A criança chora quando está com fome. A linguagem encarnada no choro ajuda a criança a resolver o seu problema. Ela chora e logo é alimentada. Assim, ela tem a atenção das pessoas com as quais convivem. Além do choro por causa da fome, da sede ou da fralda molhada, a criança também externa por meio do choro o desejo de ficar no colo, de brincar no parquinho. Ela aponta com o dedinho o brinquedo que está em cima da mesa, levantar o braço e bater palminhas para externar alegria, bater com a mão na mesa e/ou o pezinho no chão para revelar insatisfação, demonstrando dessa forma uma linguagem com função prática.

É nesse processo que a linguagem com função organizadora e planejadora vai se constituindo.
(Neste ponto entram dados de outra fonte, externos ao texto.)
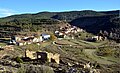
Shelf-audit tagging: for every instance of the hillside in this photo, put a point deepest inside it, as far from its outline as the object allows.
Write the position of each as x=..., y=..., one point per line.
x=91, y=21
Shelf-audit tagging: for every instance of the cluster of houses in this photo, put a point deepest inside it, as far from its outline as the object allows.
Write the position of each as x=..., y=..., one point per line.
x=7, y=47
x=26, y=40
x=67, y=30
x=96, y=38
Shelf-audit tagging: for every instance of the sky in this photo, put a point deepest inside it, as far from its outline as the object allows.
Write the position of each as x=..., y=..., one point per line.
x=11, y=7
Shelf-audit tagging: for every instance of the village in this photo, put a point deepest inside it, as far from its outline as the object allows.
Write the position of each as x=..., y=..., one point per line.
x=63, y=35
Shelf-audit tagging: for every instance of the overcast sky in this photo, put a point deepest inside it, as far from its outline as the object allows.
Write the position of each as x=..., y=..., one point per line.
x=11, y=7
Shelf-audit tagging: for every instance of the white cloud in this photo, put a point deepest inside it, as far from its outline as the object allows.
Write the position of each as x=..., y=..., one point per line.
x=6, y=12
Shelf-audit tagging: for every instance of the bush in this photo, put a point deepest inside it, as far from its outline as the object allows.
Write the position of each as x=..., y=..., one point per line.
x=19, y=60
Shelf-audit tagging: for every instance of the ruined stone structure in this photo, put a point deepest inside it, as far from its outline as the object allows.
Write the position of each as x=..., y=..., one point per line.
x=43, y=56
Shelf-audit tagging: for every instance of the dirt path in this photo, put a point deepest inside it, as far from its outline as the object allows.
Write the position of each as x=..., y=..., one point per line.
x=90, y=54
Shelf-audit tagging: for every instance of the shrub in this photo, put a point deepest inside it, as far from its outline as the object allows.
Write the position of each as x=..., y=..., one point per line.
x=19, y=60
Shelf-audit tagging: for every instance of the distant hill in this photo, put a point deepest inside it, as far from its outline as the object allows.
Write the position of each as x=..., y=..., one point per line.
x=91, y=21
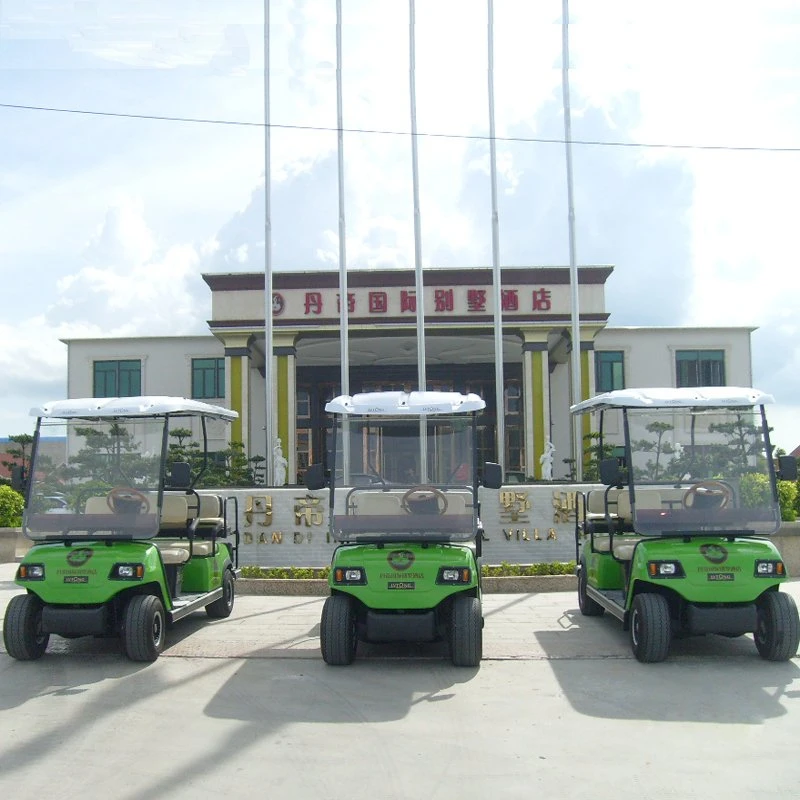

Observamos por exemplo que ao desejar um brinquedo que está sobre a mesa, ela aponta para o mesmo chamando a atenção de quem está por perto, que logo pega o referido brinquedo e lhe entrega.

Além de a linguagem exercer tais funções: função prática, organizadora e planejadora do pensamento infantil, também exerce uma função social e comunicativa, que se origina nas interlocuções por meio do choro, do riso, do apontar o brinquedo, do bater palminhas quando está feliz, etc. É a partir da interação social, da qual a linguagem é expressão fundamental, que a criança se forma. É no processo de interação com as pessoas com as quais convivem que a criança se desenvolve. Nesse processo de interação salientamos a importância do diálogo com as crianças desde a mais tenra idade.

Ao trocar as fraldas, dar banho, alimentar, dentre muitas atividades que são realizadas diariamente com as crianças é de extrema importância conversar com elas, falar sobre as coisas que estamos fazendo com elas naquele momento. É importante sorrir, acariciar e num movimento de intensa interlocução também demonstrar que não gostou de algo e assim, ficar séria/sério. Com podemos ver, a educação por meio do diálogo começa muito antes de a criança interagir por meio da linguagem oral, isto é, antes de elas começarem a falar.

Quando as crianças começam a interagir com o espaço e tempo em que vivem por meio de outras formas de linguagem: a linguagem oral e a linguagem imagética (desenho, pintura, modelagem, brincadeiras de faz de conta, brincadeiras de roda, dentre outras) elas se revelam bastante indagadoras e questionadoras.

Para compreender esse mundo com múltiplas linguagens ela dialoga, questiona, e assim, provoca um movimento de intensa interlocução com os adultos, por meio de muitas perguntas, a chamada fase dos porquês.

O tempo todo, somos convidados a dialogar com as crianças.
Por isso, precisamos considerar e compreender as implicações da linguagem no processo de desenvolvimento infantil e educá-las com e pelo diálogo.